Current observations...

---In looking at the candidacies of Michael Bloomberg and Tom Steyer for the Democratic nomination, with their extensive television advertising, their rationales for running as clear long shots are worth a look.  The first thought that comes to mind is that if Trump could win the Republican nomination in 2016 and then the Presidency, anything is possible. Well, why not?  The second thought, as always in these situations, is that the purpose is to gain national recognition and exposure as an opportunity to be appointed to a cabinet post of consequence in the event that the eventual nominated Democrat defeats Trump.  The third thought is simple and, especially in Bloomberg's case, that this is the best opportunity to influence the national debate.  Bloomberg's advertisements directly attack Trump, with clips of Trump's overt lies when speaking to his adoration rallies.  Bloomberg's proposals, as depicted, could make sense to moderates, liberals, and libertarians, but certainly not to today's core Republicans. If the country can elect a narrow minded billionaire from New York with no knowledge of history to be President(I did not say racist), why not a smart Jewish one?  Bloomberg and Trump know each other well, not as friends but as successful New York City businessmen who have interacted with each other by necessity.  Bloomberg has no illusions about Trump, and has no interest in a balanced approach.  His unequivocal rationale for running is that he views Trump as dangerous.
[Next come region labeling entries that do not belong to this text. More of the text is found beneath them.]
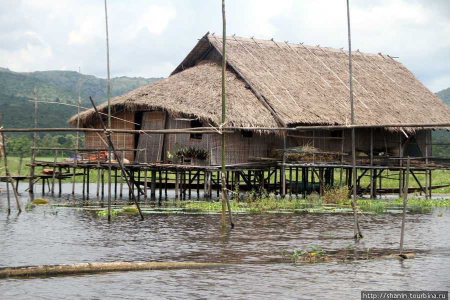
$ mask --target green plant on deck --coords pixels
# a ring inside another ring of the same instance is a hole
[[[206,160],[210,156],[210,152],[204,149],[197,149],[192,147],[182,148],[175,152],[174,157],[176,158],[184,158],[196,160]]]
[[[322,198],[316,192],[312,192],[308,196],[310,203],[314,206],[322,206]]]

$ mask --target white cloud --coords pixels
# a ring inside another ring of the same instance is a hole
[[[166,76],[206,31],[222,34],[211,0],[108,0],[112,73]],[[345,1],[226,0],[228,35],[347,48]],[[400,56],[430,88],[450,86],[448,0],[351,0],[354,50]],[[0,2],[0,66],[106,73],[103,1]],[[446,83],[447,82],[447,83]]]

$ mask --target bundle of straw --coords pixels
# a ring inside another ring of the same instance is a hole
[[[283,158],[283,152],[275,145],[270,145],[268,152],[269,157],[279,159]],[[338,160],[336,154],[314,153],[316,152],[324,152],[312,147],[310,144],[287,148],[286,160],[298,162],[330,162]]]

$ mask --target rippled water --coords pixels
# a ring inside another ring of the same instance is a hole
[[[64,188],[70,190],[69,186]],[[0,266],[118,261],[234,264],[6,278],[0,280],[2,299],[359,299],[362,290],[448,290],[450,287],[450,210],[407,215],[404,248],[416,253],[414,260],[296,266],[274,263],[281,261],[282,250],[317,246],[329,252],[342,252],[354,242],[352,216],[238,214],[234,229],[222,228],[220,216],[216,214],[146,214],[144,220],[120,215],[108,222],[94,212],[52,206],[88,202],[70,194],[52,197],[36,194],[50,204],[25,211],[30,196],[22,191],[24,211],[16,214],[12,197],[8,215],[4,192],[0,194]],[[92,201],[94,197],[90,196]],[[440,212],[442,216],[437,216]],[[366,236],[356,243],[357,248],[398,252],[401,216],[366,218],[360,219]]]

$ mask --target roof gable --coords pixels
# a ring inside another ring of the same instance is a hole
[[[172,74],[194,64],[212,46],[222,53],[222,37],[207,34]],[[356,124],[448,122],[450,108],[402,64],[359,50],[352,56]],[[350,124],[348,52],[227,36],[226,60],[278,123]]]

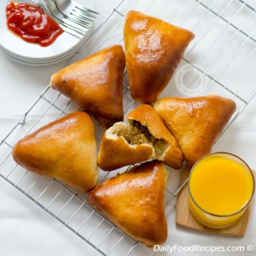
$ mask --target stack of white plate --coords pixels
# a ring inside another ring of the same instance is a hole
[[[92,1],[86,1],[86,7],[92,9],[93,4],[92,3]],[[8,29],[5,13],[6,4],[5,1],[0,1],[0,49],[6,56],[20,63],[43,66],[65,60],[78,51],[91,32],[89,31],[81,39],[64,31],[47,47],[28,43]]]

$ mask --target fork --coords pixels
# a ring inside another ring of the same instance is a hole
[[[94,21],[99,13],[85,8],[74,0],[48,0],[55,3],[58,9],[65,16],[79,21],[84,19]]]
[[[38,0],[31,0],[36,4],[40,6],[44,11],[59,23],[60,26],[66,32],[78,38],[83,38],[92,27],[93,22],[89,22],[86,20],[78,22],[69,17],[63,15],[57,8],[53,1],[44,0],[45,4]],[[94,21],[94,20],[93,20]]]

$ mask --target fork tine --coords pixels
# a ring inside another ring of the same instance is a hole
[[[73,10],[73,11],[70,13],[70,14],[71,13],[72,13],[72,15],[74,16],[77,16],[82,19],[88,20],[89,22],[93,22],[96,19],[96,18],[94,18],[93,16],[84,15],[82,12],[77,12],[76,10]]]
[[[84,22],[83,20],[79,20],[78,19],[76,19],[76,17],[72,19],[69,17],[66,17],[65,18],[68,19],[68,20],[70,20],[72,22],[75,22],[77,25],[83,26],[83,28],[85,28],[86,29],[90,28],[93,25],[92,23]]]
[[[67,27],[75,30],[77,32],[79,32],[81,34],[84,35],[89,29],[88,28],[86,28],[85,29],[83,29],[82,28],[80,28],[79,27],[77,27],[76,23],[75,25],[74,24],[74,22],[68,20],[68,19],[63,19],[63,20],[61,20],[62,24],[63,25],[65,25]]]
[[[65,32],[68,33],[68,34],[70,34],[73,36],[75,36],[76,37],[78,37],[79,38],[83,38],[83,35],[75,31],[73,29],[70,29],[68,27],[67,27],[65,25],[60,24],[60,26],[63,29]]]
[[[77,9],[79,9],[82,12],[92,12],[94,14],[96,15],[99,15],[99,13],[97,13],[95,11],[93,11],[92,10],[88,9],[86,7],[84,7],[83,5],[79,4],[78,3],[76,2],[75,1],[71,0],[71,2],[72,2],[72,3],[74,4],[74,5],[75,6],[76,8],[77,8]]]
[[[77,16],[75,16],[73,13],[70,13],[70,19],[72,19],[72,20],[77,21],[79,24],[84,24],[86,26],[88,26],[90,27],[91,27],[93,25],[93,23],[86,21],[84,19],[79,18]]]

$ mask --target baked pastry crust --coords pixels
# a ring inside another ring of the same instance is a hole
[[[106,48],[53,74],[51,86],[108,128],[124,119],[125,58],[121,45]]]
[[[126,14],[124,35],[132,96],[141,103],[152,103],[169,83],[195,35],[136,11]]]
[[[153,158],[181,168],[179,144],[153,107],[141,105],[127,120],[129,125],[118,122],[105,132],[97,159],[102,170],[111,171]]]
[[[145,163],[92,190],[90,204],[121,230],[148,247],[167,238],[164,197],[168,172],[157,161]]]
[[[125,137],[115,132],[129,129],[128,125],[118,122],[107,130],[101,141],[97,163],[104,171],[113,171],[127,165],[141,163],[156,157],[151,145],[138,142],[131,144]]]
[[[87,192],[98,182],[94,123],[76,111],[21,139],[13,147],[15,162],[30,172],[58,179]]]
[[[153,147],[157,160],[175,169],[182,167],[183,155],[179,144],[153,107],[148,104],[141,105],[131,112],[126,119],[130,124],[132,120],[140,122],[156,139],[153,142]],[[162,148],[163,152],[157,152]]]
[[[208,95],[195,98],[164,98],[154,108],[177,140],[191,166],[209,153],[236,111],[227,98]]]

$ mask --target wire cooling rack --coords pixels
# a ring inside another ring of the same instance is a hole
[[[186,50],[177,70],[179,72],[185,64],[193,67],[193,74],[183,77],[190,89],[200,86],[202,79],[206,77],[207,84],[200,95],[214,93],[236,101],[237,111],[225,132],[256,94],[255,10],[242,0],[122,0],[67,65],[114,44],[124,46],[124,16],[130,10],[157,17],[195,34],[195,39]],[[175,77],[175,74],[160,97],[188,97],[177,89]],[[124,74],[123,99],[125,115],[139,106],[131,97],[126,72]],[[103,255],[127,255],[138,241],[93,209],[88,204],[87,194],[59,180],[28,172],[12,159],[12,147],[19,139],[77,109],[68,99],[48,86],[23,120],[0,142],[0,175]],[[99,150],[104,130],[97,121],[95,122]],[[182,188],[179,186],[180,172],[168,170],[166,207]],[[99,182],[125,170],[123,168],[106,173],[100,170]]]

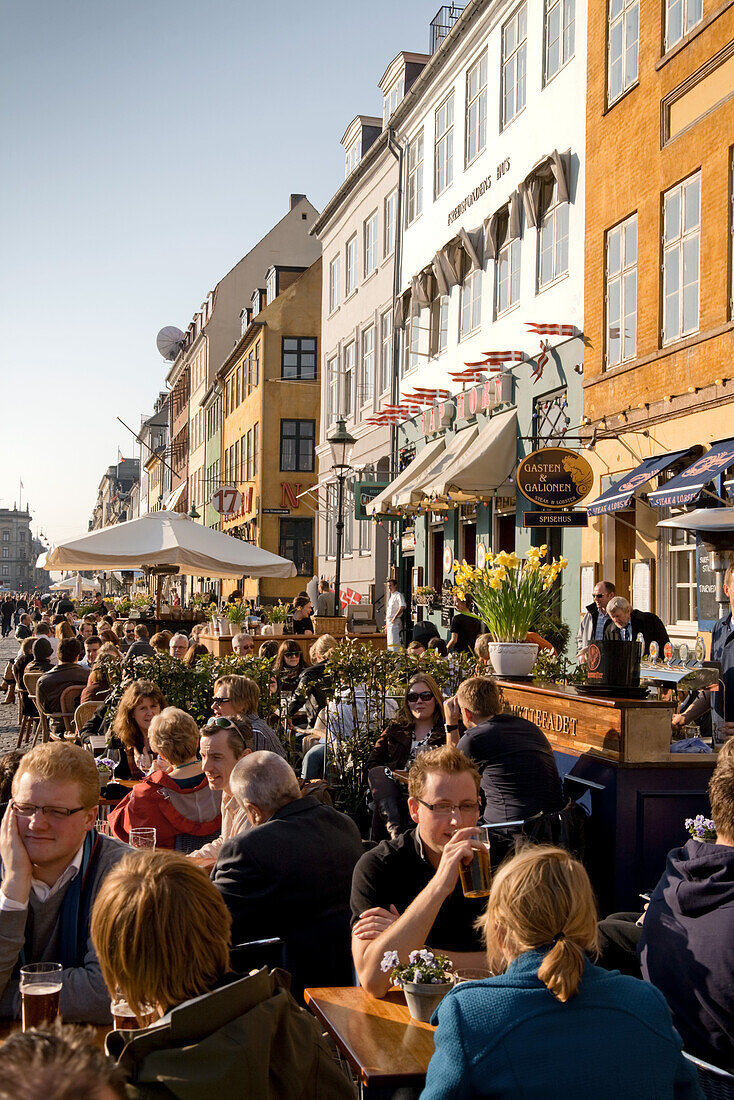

---Speaking of dangerous, the current Middle East situation is tenuous at best. Trump somehow managed to get through the period of betraying the Kurds in Syria. That led to the destruction of border cities by the Turks and the loss of life has not clearly been determined, 40,000, 100,000, no worry they were not American and some of them were "bad people", Trump quoted.  Now the situation with Iran is heating up, getting hotter, and one can wonder who is advising Trump.  Even John Bolton, supreme Iran hawk now gone, is concerned when interviewed.  Soleimani was a dangerous person, but killing an Iranian general in Iraq may bring Iran and Iraq closer together, not the objective one could hope.  Is Putin pulling the strings?  Ha, but this far from a laughing matter.

---The impeachment process moves along.  It is minimally important.  McConnell can deliver the votes in the Senate.  As an aside, Adam Schiff is not exactly a likeable spokesperson for the Democrats.  He always takes his comments a step too far, giving Trump an edge to use with his base and with the limited amount of those on the fence in this country.

---Can the NFL playoffs be mentioned?   Go Titans, goodbye Patriots for once.